Out in the real world though, there are still actions and consequences. Yesterday, steel recycling giant Sims Metal Management Ltd [ASX:SGM] issued a profit warning. Its stock price plunged 10%. From Sims’ ASX release:
‘Commenting on the rapid deterioration in the market, Alistair Field, CEO and Managing Director, said “the escalating trade wars that I discussed at our year-end results continue to reduce the demand for steel and aluminium. At that time, Steel mills appeared to be managing the lower demand, but in early September they materially reduced their scrap purchases, and also their outlook for scrap purchases. This reduction in demand for scrap has driven a steep fall in prices. The current sales price results in a buy price that is potentially below the level at which it is economic for a number of our suppliers to gather and sell scrap.
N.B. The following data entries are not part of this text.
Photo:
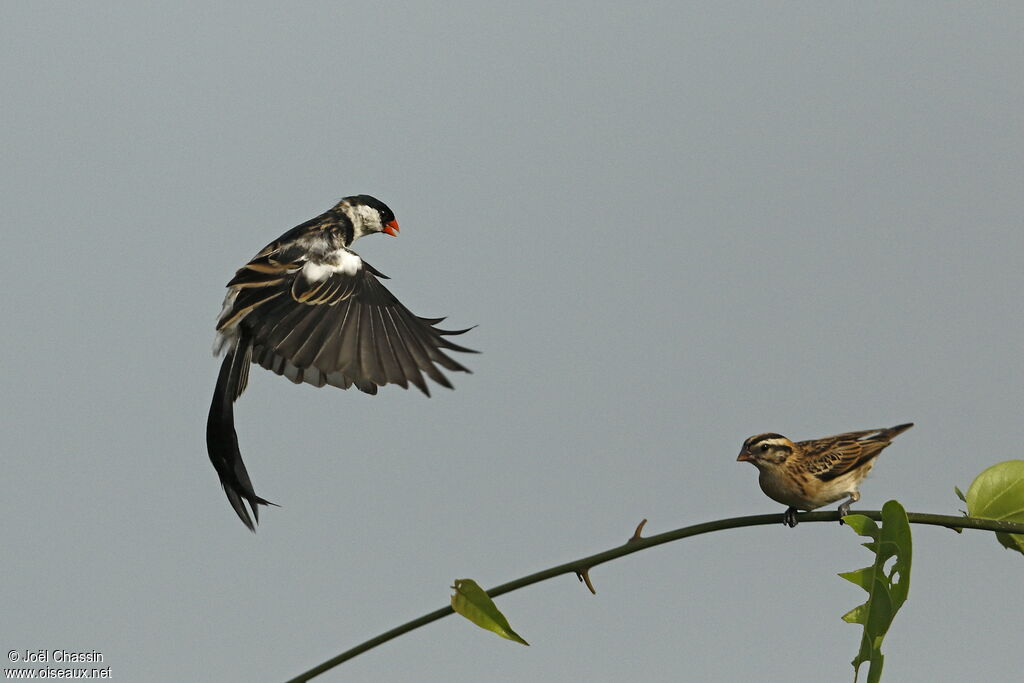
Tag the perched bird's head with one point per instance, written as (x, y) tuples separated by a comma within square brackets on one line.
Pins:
[(369, 215), (767, 450)]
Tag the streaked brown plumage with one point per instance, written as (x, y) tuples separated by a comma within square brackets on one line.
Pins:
[(807, 475)]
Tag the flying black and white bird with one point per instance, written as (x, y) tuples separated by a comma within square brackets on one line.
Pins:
[(307, 307)]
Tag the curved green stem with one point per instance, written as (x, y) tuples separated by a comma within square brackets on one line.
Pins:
[(582, 565)]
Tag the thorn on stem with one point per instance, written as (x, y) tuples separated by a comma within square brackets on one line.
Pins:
[(636, 535), (584, 577)]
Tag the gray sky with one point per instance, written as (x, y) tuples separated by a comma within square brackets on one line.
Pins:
[(675, 226)]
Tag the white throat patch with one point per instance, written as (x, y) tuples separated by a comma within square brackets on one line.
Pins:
[(340, 261)]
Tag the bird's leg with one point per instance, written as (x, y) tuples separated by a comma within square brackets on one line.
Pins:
[(844, 509)]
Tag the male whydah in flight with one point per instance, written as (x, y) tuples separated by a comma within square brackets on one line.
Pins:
[(307, 307)]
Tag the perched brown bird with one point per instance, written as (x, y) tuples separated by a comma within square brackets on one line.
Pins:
[(809, 474), (307, 307)]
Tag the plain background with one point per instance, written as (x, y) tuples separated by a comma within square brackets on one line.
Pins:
[(675, 224)]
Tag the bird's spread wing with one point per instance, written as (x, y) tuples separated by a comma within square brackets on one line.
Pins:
[(834, 457), (332, 322)]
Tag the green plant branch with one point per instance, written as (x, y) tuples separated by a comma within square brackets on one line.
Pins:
[(582, 566)]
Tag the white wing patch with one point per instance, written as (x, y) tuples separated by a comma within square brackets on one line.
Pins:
[(342, 260)]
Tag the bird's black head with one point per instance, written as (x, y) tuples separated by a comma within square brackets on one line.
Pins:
[(380, 218)]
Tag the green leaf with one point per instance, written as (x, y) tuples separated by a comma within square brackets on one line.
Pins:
[(887, 591), (998, 494), (473, 602)]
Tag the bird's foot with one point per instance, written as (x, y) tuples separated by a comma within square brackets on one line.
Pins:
[(844, 510)]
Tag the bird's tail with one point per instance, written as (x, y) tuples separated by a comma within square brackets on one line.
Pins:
[(222, 441), (893, 432)]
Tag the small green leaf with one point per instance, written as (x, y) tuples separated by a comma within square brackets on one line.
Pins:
[(886, 591), (473, 602), (998, 494), (862, 525)]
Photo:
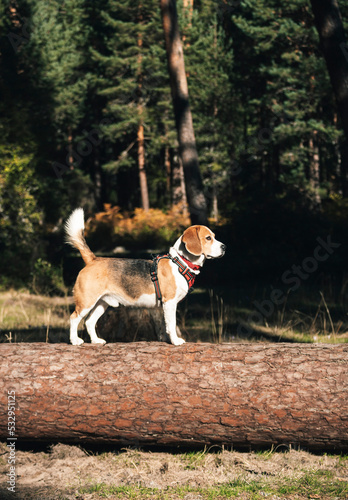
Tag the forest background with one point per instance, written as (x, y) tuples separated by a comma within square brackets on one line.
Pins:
[(85, 84)]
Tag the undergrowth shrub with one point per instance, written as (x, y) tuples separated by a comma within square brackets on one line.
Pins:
[(152, 229)]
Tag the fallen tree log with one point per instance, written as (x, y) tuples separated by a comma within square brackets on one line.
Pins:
[(197, 394)]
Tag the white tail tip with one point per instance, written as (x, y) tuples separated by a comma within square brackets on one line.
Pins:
[(75, 224)]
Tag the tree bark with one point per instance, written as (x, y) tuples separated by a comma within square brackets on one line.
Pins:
[(245, 395), (140, 134), (335, 49), (182, 113)]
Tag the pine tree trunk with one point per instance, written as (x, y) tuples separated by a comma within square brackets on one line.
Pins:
[(144, 192), (178, 182), (335, 49), (141, 166), (195, 394), (182, 113), (314, 173)]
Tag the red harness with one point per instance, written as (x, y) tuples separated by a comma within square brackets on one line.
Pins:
[(183, 270)]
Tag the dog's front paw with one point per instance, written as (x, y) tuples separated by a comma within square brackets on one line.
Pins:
[(76, 341), (98, 341), (178, 341)]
Alternatively, some suppliers may choose to sit on inventory until the price recovers.
‘Automobile sales also continue to fall and this is impacting the demand for twitch, with an accompanying fall in price.’
In case you were wondering (I had to look it up) ‘twitch’ is basically the aluminium and magnesium separated from other metals in the auto shredding process. There you go…you learn something every day.
The more important point to note here is the ‘rapid deterioration in the market’ that Sims is experiencing. That’s largely thanks to China. As I mentioned earlier, data released yesterday points to a widespread slowdown across China’s economy.
Low interest rates and the expectation of never ending stimulus may buoy global markets in a broader sense. But when slower growth hits a company’s profits, there is no protection.
In my view, the resources sector is on the front line here. Notwithstanding the spike in oil prices that will benefit the energy sector in the short term, there are signs that ‘digging’ activity is slowing.
A company I keep a close eye on called Alliance Aviation Services Ltd [ASX:AQZ] is a good barometer of activity in the sector. It provides fly-in fly-out services to a range of miners.
Here’s a share price chart:
Yesterday, the price broke lower. That’s not surprising for an airline given the oil price spike.
But note how the share price rallied in July to an all-time high. This came just ahead of its best profit result on record. It then turned down quickly.
In other words, the market is saying this is as good as it gets. The moving averages have just crossed to the downside, suggesting a downward trend may now be underway.
Is this the canary in the coalmine for the resources sector? I don’t know, but it’s certainly not bullish. It’s just another reason to believe the cycle is turning for resources.